How Do You Solve A Problem Like Maria?

You fire her.

But that hasn’t happened. Why not?  Well, because she enjoys the “Prime Minister’s confidence” is why. After all, if you follow his reasoning, what she did is little more than an oversight. We should stop harping on about it and “…leave it there,” he said.

Well, no. An oversight is forgetting to pay your newspaper bill at the newsagent one . It’s not claiming a second home allowance for a house you don’t live in,  then massively over-claiming allowances for the property for several years. It is also not being evasive and contemptuous of any attempts for the Parliamentary authorities to properly investigate her conduct. But, in the end, as one might expect, the Commons Standards Committee, accepted that she acted in good faith and forced her into the towering indignity of a peremptory “apology” in the House last week. It strikes me that, had this been a housing benefit case, the sanctions would not have been so gentle.  This was not an oversight: it was fraud. And it should be treated as such.

And now, The Daily Telegraph publishes a recording of a conversation between Miller’s aide and a reporter where a subtly veiled Leveson-based threat is deployed.  I’m not sure how much Miller might have known about this, but it still has the whiff of old-school patricianism.  But that’s alright, because the Department of Culture is  responsible for  press regulation. Nothing to see here. In amongst this, of course, her parents haven’t been particularly well-treated, it must be said.

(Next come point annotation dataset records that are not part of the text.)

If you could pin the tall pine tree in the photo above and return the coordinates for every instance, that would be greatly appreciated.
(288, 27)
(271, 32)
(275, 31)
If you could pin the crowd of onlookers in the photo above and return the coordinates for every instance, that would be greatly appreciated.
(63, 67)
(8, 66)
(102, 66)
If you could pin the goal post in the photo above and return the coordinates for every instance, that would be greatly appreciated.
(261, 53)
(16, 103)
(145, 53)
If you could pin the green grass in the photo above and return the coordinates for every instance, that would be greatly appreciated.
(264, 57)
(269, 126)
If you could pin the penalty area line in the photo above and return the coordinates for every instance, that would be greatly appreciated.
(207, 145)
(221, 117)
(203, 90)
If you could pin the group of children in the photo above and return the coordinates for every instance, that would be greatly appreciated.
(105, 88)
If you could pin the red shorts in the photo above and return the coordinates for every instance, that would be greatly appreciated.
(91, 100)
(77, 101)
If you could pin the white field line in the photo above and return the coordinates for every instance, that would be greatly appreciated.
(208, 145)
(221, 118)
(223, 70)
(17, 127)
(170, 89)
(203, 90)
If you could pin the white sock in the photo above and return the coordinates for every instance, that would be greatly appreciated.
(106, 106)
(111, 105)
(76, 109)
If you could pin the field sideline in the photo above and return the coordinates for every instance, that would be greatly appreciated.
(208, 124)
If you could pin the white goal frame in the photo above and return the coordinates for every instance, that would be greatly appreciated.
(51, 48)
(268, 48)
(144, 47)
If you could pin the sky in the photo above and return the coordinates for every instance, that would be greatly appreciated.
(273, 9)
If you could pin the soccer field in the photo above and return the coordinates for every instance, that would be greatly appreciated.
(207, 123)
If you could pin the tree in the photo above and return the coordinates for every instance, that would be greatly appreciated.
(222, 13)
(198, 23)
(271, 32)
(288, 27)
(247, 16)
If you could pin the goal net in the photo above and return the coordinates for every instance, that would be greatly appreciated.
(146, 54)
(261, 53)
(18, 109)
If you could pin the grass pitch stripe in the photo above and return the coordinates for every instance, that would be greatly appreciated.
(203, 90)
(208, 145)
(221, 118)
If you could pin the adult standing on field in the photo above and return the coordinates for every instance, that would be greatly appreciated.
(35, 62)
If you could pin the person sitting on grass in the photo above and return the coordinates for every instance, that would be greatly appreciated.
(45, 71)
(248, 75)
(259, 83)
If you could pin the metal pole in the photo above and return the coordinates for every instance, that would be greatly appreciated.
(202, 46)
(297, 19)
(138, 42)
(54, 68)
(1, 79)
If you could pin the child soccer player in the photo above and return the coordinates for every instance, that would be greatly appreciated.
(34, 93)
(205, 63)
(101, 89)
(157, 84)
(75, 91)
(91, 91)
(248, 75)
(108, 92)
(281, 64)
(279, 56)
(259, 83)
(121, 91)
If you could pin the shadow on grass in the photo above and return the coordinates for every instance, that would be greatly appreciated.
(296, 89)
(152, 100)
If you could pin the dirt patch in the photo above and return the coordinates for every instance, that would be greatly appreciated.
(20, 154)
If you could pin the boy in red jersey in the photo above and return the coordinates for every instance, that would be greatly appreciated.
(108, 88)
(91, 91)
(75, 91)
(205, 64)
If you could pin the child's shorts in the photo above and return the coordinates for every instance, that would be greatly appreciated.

Before we get too indignant, though, consider the Department of Culture is involved in the Leveson process, and that the Telegraph is one of the principal opponents of any new regulatory framework. Miller’s behaviour stinks to high heaven, but the Telegraph’s motives are less than snow-driven.  She should not be a cabinet minister, but it shouldn’t be used a s stick to beat attempts at reforming the the behaviour of the press.